A basic matching problem is to find the locations of a word
in a text. This problem has been generalized to considering
a {\em set of words} by Aho and Corasick who proposed an elegant
automata technique to solve it efficiently.
In this talk we shall discuss a further extension that
considers {\em patterns} rather than words.
Given an alphabet $A$, a {\em pattern} $p$ is
a word $v_1@\ldots@v_m$, where $v_i\in A^*$ and $@\notin A$ is a
distinguished symbol
called {\em variable length don't care symbol}. Pattern $p$ is
said to {\em match} a text $t\in A^*$ if $t=u_0 v_1 u_1 \ldots u_{m-1}
v_m u_m$ for some $u_0,\ldots,u_m\in A^*$.
We adress the following problem: given a set $P$ of patterns and a
text $t$, test whether one of the patterns of $P$ matches $t$.

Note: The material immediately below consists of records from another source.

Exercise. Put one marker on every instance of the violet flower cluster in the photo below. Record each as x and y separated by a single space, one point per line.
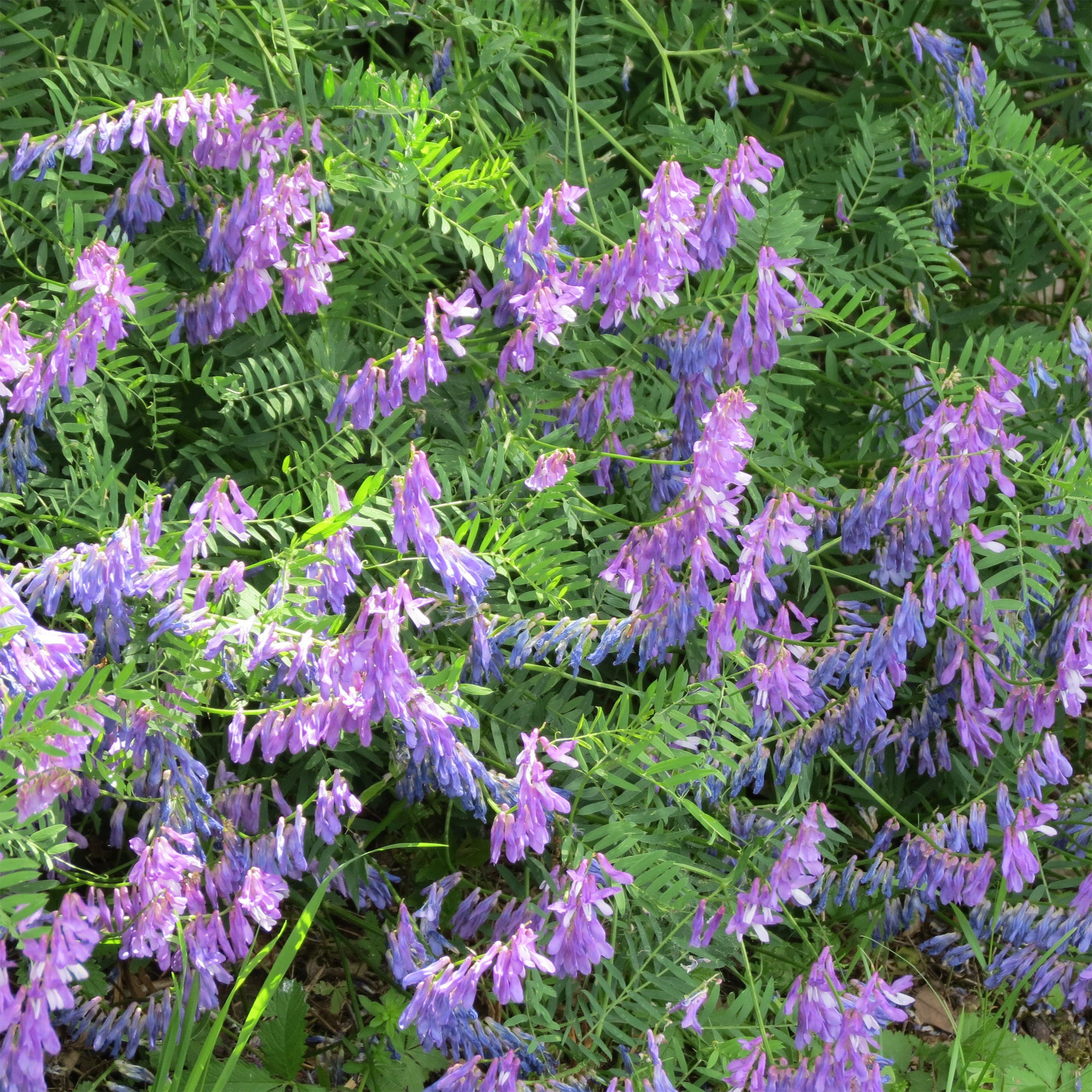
98 324
245 242
962 86
443 1010
845 1024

We shall describe an algorithm that solves the problem in time
$\O{(|t|+|P|)\log |P|}$.
In contrast to most of the existing string matching
algorithms this algorithm is not composed of two
successive stages -- preprocessing the pattern (resp. the text) and reading
through the text (resp. the pattern) -- but has these two
stages essentially interleaved.
The basic data structure that it used is the
DAWG (Directed Acyclic Word Graph) used by Blumer Blumer, Haussler,
Ehrenfeucht, Chen, Seiferas)
for constructing the minimal {\em factor
automaton} for a (set of) word(s) in linear time.
We shall discuss a strong relation of our problem with the so-called
dynamic dictionary matching problem.